In times of crisis such as this, the chatelaine found herself wondering about moments immediately before and after tragedy. Though her world had crumbled this morning, and she was distraught, she managed to cast her thoughts back to her waking moments, just before the discovery, to see if there had been a clue that the burgeoning day would soon take an awful turn. Had there been portentous dreams? The fecund, rambling about time and the city from her cell? No images lingered or stood out. Certainly nothing that would make the chatelaine reach bedside for any cotton wadding.

Regardless how much she reviewed the early part of her morning, it seemed there had been no hints, nothing amiss. Just aches and dull pain and the regrets of a regular hangover. Minor issues, quotidian and insignificant—no longer of any consequence—had nagged her when she opened her eyes at the door’s knock.

The day someone was to die in an accident, did they have premonitions? Seconds before a huge chunk of stone, say, fell from an archway overhead to crush a man where he stood, was he truly unsuspecting? Or had this man, for that second, given up, surrendered to his fate, knowing that inevitable destruction hurtled closer?

For the chatelaine, the idea that tragedy could strike without any indication, no matter how subtle, must be impossible.

But she’d had none she could recall.

She took a deep breath, thought for a second that she might cry. She did not.

Her morning, thus far:

A lifetime ago, she’d been awoken by knocking, both at the doors to her bedchambers and from within the confines of her own skull. Her muscles and nether regions throbbed. Her mouth was very dry, sinuses swimming with the fumes of her dirty room.

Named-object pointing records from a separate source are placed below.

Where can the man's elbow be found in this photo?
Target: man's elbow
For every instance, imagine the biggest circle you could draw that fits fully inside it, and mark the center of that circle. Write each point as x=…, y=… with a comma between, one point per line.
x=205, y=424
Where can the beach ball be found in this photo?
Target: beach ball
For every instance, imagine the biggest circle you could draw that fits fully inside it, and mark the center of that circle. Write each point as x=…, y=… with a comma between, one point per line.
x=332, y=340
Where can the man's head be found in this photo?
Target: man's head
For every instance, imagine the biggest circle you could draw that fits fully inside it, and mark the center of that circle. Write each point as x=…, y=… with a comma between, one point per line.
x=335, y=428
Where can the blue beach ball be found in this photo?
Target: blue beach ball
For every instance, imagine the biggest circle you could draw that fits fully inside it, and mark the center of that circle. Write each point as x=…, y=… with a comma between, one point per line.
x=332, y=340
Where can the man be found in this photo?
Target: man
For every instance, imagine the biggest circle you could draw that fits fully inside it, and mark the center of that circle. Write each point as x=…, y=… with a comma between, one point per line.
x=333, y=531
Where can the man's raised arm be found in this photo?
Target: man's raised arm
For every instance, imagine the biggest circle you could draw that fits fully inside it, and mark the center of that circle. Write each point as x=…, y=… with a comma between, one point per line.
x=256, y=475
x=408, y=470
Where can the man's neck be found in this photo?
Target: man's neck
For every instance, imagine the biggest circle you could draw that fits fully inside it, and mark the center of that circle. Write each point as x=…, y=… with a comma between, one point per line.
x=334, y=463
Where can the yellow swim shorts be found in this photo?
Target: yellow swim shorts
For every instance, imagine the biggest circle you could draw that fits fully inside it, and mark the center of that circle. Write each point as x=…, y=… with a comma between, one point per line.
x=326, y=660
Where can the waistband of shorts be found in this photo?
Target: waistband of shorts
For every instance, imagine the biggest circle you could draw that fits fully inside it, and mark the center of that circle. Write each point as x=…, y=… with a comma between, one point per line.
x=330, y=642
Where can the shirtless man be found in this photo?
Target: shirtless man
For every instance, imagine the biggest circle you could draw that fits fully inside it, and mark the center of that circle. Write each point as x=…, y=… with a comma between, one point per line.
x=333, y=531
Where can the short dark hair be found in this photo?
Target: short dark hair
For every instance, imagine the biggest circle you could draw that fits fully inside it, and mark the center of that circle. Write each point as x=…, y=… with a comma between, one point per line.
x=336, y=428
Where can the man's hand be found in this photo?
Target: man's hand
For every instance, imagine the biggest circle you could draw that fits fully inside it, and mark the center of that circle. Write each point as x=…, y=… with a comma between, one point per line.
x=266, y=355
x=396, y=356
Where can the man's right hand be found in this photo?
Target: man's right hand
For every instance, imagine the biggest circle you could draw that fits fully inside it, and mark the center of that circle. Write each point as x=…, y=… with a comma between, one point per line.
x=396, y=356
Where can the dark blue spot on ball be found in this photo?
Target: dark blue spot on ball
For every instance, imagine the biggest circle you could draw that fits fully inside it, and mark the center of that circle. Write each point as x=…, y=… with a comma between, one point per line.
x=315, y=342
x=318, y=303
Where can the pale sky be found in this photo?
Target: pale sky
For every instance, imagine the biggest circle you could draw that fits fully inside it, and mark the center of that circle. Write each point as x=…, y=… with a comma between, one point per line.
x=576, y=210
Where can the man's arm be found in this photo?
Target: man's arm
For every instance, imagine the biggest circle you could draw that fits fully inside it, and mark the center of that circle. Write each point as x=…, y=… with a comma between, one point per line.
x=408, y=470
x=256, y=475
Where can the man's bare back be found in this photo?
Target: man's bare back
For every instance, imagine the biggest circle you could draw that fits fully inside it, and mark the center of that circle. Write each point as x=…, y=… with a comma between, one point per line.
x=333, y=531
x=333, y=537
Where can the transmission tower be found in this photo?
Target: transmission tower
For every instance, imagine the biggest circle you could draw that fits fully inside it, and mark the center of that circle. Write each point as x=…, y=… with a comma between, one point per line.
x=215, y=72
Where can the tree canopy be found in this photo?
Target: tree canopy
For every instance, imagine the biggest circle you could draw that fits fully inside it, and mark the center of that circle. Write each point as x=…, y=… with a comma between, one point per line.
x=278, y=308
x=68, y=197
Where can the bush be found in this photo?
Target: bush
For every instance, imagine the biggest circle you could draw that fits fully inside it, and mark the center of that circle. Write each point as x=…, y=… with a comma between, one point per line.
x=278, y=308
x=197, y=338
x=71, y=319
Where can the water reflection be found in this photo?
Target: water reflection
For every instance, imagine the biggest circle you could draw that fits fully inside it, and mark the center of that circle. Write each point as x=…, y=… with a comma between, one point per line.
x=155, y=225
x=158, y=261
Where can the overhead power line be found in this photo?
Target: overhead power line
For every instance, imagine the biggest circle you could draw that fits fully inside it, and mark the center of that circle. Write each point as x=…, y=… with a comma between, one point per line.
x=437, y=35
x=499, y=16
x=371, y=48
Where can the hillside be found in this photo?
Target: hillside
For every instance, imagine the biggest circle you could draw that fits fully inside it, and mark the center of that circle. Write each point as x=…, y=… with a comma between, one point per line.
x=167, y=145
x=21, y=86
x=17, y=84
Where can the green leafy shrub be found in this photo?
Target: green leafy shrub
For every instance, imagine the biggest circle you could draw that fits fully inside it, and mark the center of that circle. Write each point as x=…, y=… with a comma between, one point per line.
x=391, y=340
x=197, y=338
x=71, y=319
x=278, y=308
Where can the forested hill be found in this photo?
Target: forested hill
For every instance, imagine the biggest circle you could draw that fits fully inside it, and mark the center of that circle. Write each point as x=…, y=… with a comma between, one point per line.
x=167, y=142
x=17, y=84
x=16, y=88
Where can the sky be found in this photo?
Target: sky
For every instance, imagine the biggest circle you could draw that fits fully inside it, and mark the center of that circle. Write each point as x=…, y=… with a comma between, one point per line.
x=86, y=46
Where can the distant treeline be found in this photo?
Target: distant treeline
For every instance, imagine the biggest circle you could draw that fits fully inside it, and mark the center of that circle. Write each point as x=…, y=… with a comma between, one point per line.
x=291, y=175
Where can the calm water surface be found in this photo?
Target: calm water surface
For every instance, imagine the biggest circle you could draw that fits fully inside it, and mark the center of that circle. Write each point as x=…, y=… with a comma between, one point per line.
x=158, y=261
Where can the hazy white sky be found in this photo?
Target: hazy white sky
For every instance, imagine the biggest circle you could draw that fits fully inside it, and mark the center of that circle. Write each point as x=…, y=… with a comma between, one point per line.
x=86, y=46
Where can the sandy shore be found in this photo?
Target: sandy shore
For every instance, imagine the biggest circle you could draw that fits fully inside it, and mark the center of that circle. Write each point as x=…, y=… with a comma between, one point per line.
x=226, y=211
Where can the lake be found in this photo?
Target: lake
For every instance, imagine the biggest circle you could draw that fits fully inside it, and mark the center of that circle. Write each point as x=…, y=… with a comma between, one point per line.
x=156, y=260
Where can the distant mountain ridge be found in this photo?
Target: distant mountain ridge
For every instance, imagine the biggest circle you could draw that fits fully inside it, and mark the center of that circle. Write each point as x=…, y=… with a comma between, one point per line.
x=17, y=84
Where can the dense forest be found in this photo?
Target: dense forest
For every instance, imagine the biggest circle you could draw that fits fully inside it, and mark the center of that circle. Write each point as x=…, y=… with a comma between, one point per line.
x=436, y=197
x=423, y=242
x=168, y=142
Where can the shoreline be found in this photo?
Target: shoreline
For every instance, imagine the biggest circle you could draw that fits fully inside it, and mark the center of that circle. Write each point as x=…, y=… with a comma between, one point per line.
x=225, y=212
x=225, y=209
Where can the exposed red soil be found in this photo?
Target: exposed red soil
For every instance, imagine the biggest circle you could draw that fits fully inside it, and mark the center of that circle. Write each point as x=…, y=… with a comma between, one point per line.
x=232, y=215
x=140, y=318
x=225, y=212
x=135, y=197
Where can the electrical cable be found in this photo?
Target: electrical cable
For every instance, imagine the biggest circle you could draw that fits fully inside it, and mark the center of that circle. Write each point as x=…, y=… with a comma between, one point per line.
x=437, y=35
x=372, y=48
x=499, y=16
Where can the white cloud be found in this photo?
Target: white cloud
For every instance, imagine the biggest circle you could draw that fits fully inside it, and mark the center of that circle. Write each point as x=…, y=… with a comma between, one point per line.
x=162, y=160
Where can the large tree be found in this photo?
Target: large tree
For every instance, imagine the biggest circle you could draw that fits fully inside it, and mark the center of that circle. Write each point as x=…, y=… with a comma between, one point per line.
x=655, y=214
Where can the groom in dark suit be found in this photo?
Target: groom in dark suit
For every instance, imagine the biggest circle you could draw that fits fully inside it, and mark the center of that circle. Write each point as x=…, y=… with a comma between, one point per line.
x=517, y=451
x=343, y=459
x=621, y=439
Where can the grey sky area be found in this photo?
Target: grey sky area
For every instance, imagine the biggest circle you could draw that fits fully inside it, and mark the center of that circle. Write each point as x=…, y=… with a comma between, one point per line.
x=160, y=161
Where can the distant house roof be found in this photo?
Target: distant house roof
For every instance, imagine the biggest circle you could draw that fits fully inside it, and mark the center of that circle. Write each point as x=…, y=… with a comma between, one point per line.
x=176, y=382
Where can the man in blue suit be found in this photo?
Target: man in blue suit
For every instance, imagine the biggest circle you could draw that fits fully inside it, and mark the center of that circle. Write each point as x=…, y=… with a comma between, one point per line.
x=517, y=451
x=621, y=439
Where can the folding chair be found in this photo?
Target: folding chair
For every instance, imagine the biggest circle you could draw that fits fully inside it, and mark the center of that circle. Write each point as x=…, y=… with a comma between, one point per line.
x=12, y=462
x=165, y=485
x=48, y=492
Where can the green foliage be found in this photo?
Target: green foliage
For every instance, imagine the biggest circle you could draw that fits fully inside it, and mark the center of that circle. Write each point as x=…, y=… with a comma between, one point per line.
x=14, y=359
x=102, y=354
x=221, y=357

Without opening her eyes or even moving, she had done a quick inventory of her body, as was her norm on mornings after such excesses, searching herself for injuries other than the usual, such as sprains or cuts, or ruptures and other sources of discomfort that might run even deeper.

Then she’d cracked one eye open, examining the bed for guests. Seeing none—nor any on the floor—she felt a moderate sense of relief.

Her chambers were a disaster.

Banging again at the door.

Memories of the previous night were incomplete, but physical evidence of her activities had left her with a strong need to remain alone for as long as possible. Yet she was never allowed to stay alone for long.